Когда за Жан-Полем закрылась дверь, Баум повернулся к Алламбо.
— По-моему, из этого малого ничего не выжмешь. Может, если измолотить его до полусмерти, он что-нибудь и скажет. Но пока еще положение не такое. Дело это щекотливое, может и плохо обернуться. У меня есть идея получше.
Он изложил собеседнику свою идею.
— Любишь ты рисковать, Альфред, — сказал Алламбо.
— Нет, не люблю. Но иногда это необходимо.
В тот день Жан-Поля несколько раз приводили на второй этаж, в комнату, которая находилась в самом конце коридора. Там его допрашивал усталый сержант — никакого результата. То и дело сержант выходил за какой-нибудь папкой, за чашкой кофе.

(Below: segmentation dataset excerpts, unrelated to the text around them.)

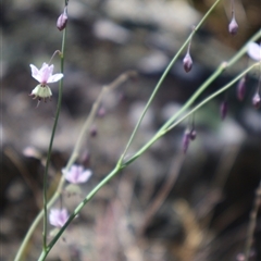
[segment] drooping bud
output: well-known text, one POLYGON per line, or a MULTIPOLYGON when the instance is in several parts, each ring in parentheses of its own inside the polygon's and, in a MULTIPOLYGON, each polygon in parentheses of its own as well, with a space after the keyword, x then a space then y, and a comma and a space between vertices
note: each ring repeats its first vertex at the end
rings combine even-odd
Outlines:
POLYGON ((246 261, 246 257, 244 253, 238 253, 236 257, 236 261, 246 261))
POLYGON ((221 119, 222 120, 224 120, 226 117, 227 110, 228 110, 227 102, 223 101, 221 103, 221 107, 220 107, 220 113, 221 113, 221 119))
POLYGON ((185 130, 183 135, 183 152, 186 153, 190 141, 190 132, 188 129, 185 130))
POLYGON ((57 27, 59 30, 63 30, 67 24, 67 7, 64 8, 63 13, 58 17, 57 27))
POLYGON ((252 104, 256 109, 259 109, 261 105, 261 98, 260 98, 260 95, 258 91, 256 92, 256 95, 252 98, 252 104))
POLYGON ((183 59, 183 66, 186 73, 190 72, 192 69, 192 59, 190 57, 189 51, 187 51, 187 54, 183 59))
POLYGON ((98 134, 97 127, 94 125, 94 126, 90 128, 90 136, 91 136, 91 137, 96 137, 97 134, 98 134))
POLYGON ((103 117, 104 115, 105 115, 105 109, 104 109, 103 107, 101 107, 101 108, 98 110, 97 116, 103 117))
POLYGON ((246 76, 244 76, 237 85, 237 98, 238 100, 244 100, 246 94, 246 76))
POLYGON ((228 32, 231 35, 236 35, 238 32, 238 24, 236 22, 235 15, 233 15, 232 21, 228 25, 228 32))
POLYGON ((195 139, 196 139, 196 137, 197 137, 197 132, 196 132, 196 129, 195 129, 195 128, 192 128, 192 129, 190 130, 189 138, 190 138, 190 140, 195 140, 195 139))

И каждый раз Жан-Поль устремлялся к окну — прикидывал все «за» и «против» побега. Днем и пытаться нечего, а в потемках вполне может получиться. Следовательно, надо, насколько возможно, тянуть…
Где-то после десяти вечера его опять привели на допрос. У сержанта вид был усталый и безнадежный: ему небось и самому надоело. Через полчаса он сказал:
— В горле пересохло. Схожу за кофе. Тебе принести?
— Неси, — вежливо согласился Жан-Поль.
Сержант вышел и запер за собой дверь. Жан-Поль кинулся к окну, вскочил на подоконник и выбрался наружу. Он повис на руках и, оттолкнувшись ногами от стены, разжал пальцы. Падать было невысоко — метра три-четыре. На тренировках в легионе и не с такой высоты приходилось прыгать. Он ловко приземлился и бросился бежать по улице Соссэ. Никто не попался ему навстречу, и дежурный у ворот ничего не заметил.